My girlfriend and I recently purchased a co-op together but things are not working out. I think it’s best that we go our separate ways. I have been told this could be difficult .

Asked on July 24, 2011 New York

Answers:

M.D., Member, California and New York Bar / FreeAdvice Contributing Attorney

Answered 10 years ago | Contributor

Actually, you don't own real property. In a co-op situation you own personal property; namely stock (in this instance the equivalent of a deed). Therefore you don't have a mortgage. You have a personal loan secured by a UCC filing on your stock shares.

So you will need to have the lender remove your girlfriend's name from the loan note (and corresponding UCC). Depending on your financial situation, this may or may not be feasible. Additionally, you will need to have the co-op board's approval for the transfer of the stock certificate into your name only. Again, you may or may not be successful in doing this.

This all assumes that you can get your girlfriend to agree to the transfer. Also, she may be due some money if she put some of her own funds into the transaction.

At this point you should speak directly with an attorney in your area who handles co-op matters (the fact is that many real estate attorneys do).
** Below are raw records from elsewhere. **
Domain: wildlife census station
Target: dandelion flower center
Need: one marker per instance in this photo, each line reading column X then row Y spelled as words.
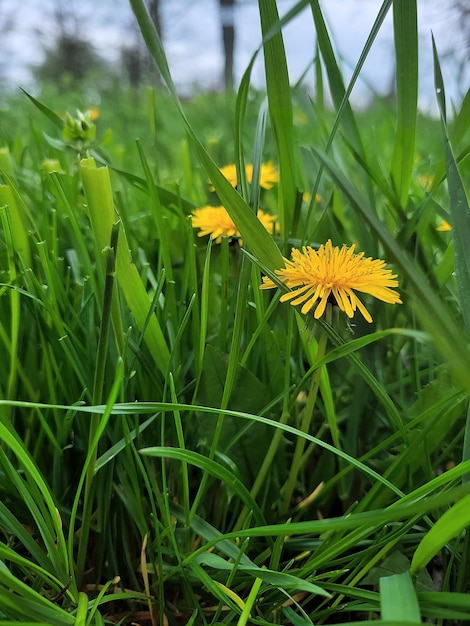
column 313, row 276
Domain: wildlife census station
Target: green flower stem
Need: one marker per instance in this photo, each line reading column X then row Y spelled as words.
column 306, row 421
column 224, row 271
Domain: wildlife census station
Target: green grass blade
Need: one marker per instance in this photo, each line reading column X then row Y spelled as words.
column 459, row 206
column 398, row 601
column 435, row 315
column 280, row 110
column 252, row 231
column 211, row 467
column 406, row 58
column 450, row 525
column 98, row 191
column 335, row 79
MD, Member, California Bar / FreeAdvice Contributing Attorney

Answered 10 years ago | Contributor

This is going to be very difficult. One of you has to buy the other out and the one being bought out will need to quitclaim his or her portion to the other. Or you need to find out if you wish to keep the property whether you can simply refinance into your own name for the loan and again she will need to quitclaim the property to you. Ultimately, the mortgage and promissory note are two separate things. If you wind up refinancing the loan in your own name only, and not the title as well, you could be looking at being responsible for the entire loan but she retains an ownership in the property and that percentage could be either 100% (joint tenancy) or 50% (tenancy in common).